サイレージの可溶性炭水化物(WSC)は糖質と同じ意味ですか?

掲載日:2020.05.15

Q

一般にサイレージ原料の糖は可溶性炭水化物(WSC)として表されますが、可溶性炭水化物は、糖質と同じ意味と捉えても差支えないのでしょうか。
サイレージの原理について、もう少し詳しく教えて解説していただきたいです。

A

まず、可溶性炭水化物について説明いたします。
炭水化物は栄養素の一つとして表現されますが、約50年前から糖質とも表現されています。
食品関係では一般的に炭水化物から繊維を除いたものを糖質として称されていますが、飼料としては糖質と炭水化物は全く同じものとして扱っています。
糖質は単糖類、少糖類、多糖類に分類されます。
可溶性炭水化物は、サイレージに関する特有の表現です。
これは分析上からの表現法です。
可溶性炭水化物とは、水に可溶な炭水化物(Water Soluble Carbohydrate)であり、単糖類(グルコース等:糖質の最小単位)、少糖類(単糖が2~10個結合)が相当します。
なお、多糖類は、単糖類が数百~数千個の単位で結合したもので、でんぷん、セルロース(繊維)などが相当します。

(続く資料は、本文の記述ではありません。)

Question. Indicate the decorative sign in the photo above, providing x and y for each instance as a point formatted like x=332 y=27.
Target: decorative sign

良質サイレージ調製の基本は、①好気性微生物の増殖を抑制する②有害な嫌気性菌(酪酸菌)による変敗を抑制する―ことにあります。
①はサイロの早期密閉、②はサイレージのpHを低くすることで目的を達することができます。
サイレージの低pH化の一方法として、乳酸発酵の促進(乳酸の生成)が挙げられます。
乳酸菌は、糖を乳酸に変換に変換します。
この現象を乳酸発酵と称し、乳酸に変換されやすい易発酵性の糖をWSCとして分析し、表現しています。
つまり、WSC含量が高い材料ほど、乳酸発酵が促進し、良質サイレージが調製しやすくなります。